I must admit, the landscape is beautiful in its own way. And it is very quiet except for the perpetual buzzing of robust and very persistent mosquitoes, the occasional chirping of birds, and wind. There are big horn sheep, caribou, moose, and bison that pop up along the road every few miles. The animals are cool, but it doesn’t trump the closed-in, closed-off nature of the people. Although it would be great to wake up every morning to a view like the one I see through my window right now, I couldn’t stand to live with the small population of dopey people in this area. Sorry. Is that too blunt? Though I imagine they’re nice enough to each other and insiders in their little communities, who knows what it would take to become One of Them. And I just doubt that it would be worth it to try to stumble through their various designated hoops.

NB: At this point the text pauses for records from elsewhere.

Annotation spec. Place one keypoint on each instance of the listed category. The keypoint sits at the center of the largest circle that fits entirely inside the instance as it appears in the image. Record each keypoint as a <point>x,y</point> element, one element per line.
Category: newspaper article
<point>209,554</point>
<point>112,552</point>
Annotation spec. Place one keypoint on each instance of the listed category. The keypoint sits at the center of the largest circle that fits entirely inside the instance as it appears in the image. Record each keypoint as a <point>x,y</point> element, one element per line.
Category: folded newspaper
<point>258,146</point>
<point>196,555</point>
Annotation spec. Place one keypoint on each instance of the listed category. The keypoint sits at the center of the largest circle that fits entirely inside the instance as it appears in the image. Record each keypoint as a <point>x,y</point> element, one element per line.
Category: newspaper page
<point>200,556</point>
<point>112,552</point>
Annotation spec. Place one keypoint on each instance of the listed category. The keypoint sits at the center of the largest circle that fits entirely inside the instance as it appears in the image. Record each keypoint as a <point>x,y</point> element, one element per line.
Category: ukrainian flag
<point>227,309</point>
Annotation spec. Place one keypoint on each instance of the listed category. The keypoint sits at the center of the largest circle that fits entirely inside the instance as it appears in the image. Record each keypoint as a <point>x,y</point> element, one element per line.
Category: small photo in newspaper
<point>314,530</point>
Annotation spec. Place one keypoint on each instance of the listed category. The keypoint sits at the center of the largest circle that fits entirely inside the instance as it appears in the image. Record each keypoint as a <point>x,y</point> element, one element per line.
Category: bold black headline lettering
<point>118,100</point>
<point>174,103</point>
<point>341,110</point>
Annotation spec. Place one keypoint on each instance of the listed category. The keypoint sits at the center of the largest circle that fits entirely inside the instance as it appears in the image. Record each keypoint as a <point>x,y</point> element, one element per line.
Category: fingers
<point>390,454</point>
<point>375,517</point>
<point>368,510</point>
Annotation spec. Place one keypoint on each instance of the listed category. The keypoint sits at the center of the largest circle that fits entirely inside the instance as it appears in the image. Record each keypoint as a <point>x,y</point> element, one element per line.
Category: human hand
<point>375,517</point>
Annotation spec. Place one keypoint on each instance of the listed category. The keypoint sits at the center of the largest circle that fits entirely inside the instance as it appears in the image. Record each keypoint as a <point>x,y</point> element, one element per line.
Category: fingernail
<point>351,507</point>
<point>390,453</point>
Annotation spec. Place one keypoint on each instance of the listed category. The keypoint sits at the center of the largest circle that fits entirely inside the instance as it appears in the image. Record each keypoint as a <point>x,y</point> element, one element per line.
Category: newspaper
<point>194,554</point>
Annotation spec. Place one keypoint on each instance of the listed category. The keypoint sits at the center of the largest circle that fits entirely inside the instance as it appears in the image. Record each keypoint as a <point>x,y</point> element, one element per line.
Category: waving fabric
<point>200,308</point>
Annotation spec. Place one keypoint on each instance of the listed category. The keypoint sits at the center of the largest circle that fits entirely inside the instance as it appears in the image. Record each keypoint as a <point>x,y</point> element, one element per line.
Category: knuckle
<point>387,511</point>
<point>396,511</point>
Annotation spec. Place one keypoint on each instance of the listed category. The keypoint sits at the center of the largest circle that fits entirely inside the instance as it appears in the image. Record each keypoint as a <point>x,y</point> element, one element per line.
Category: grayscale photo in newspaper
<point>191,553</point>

I’ve sat on the outskirts of many small towns in far-off places in the world looking in, wondering how the people there can stand to be there all the time. Once, we parked along a gravel road leading into a small town in the Yucatan so that we could put together “salad in a bag” (i.e. lettuce and salad dressing in a baggie). As John was situating himself to eat while driving, I stared off at some young kids walking along the street toward some shabby, run-down house, a limping, mangy dog following them. Chickens clucked and strutted around our car as we sat there and I wondered, how a town like that could survive with more civilized areas so nearby. What possesses people to stay in places like that? I’d want to leave the moment that I had the chance.
In Yaxachen, Mexico, when we took some supplies to a family that lost everything in a fire, there was one young man who kept eyeing our English-Spanish dictionary and road atlas. I could relate to him and I wanted to give him the atlas, but we really needed it to find our way back home. I gave him the dictionary instead.
In Turkey, shepherds strapped goats, propane bottles, and their wives onto their tiny mopeds to travel treacherous roads. They lived in squalor separated from modern civilization and other people. With Istanbul so close by, I often wondered why any of them chose to stay in the countryside.
Canada is a perplexing place. Especially northern Canada. As pleasant as the landscape is during the summer (ignoring the mosquito problem, of course), in the winter, the weather would be absolutely brutal. And it would be dark ALL THE TIME. If I lived in such a closed off, cold, and dark place, I think I would be excited and giddy about the light and the people coming and going, but then again, I wouldn’t take up residence in this area of the world unless I was forced into it by some unfortunate twist of fate (e.g. the rest of the world is overcome by nuclear war and there’s nowhere else to live).
Apparently many of the people who are in northern British Columbia are there by choice. I guess they must be happy enough about their location to be choosy about including others like me in their carefully guarded bliss.
Or perhaps they’ve simply figured something out to keep others from moving in on their piece of unpopulated paradise… Slightly cold, timed showers, unfriendly people, and chronic low-level discomfort can make the miles and miles of rivers, trees, and mountains into a tired, endless monotony that few want to see or experience.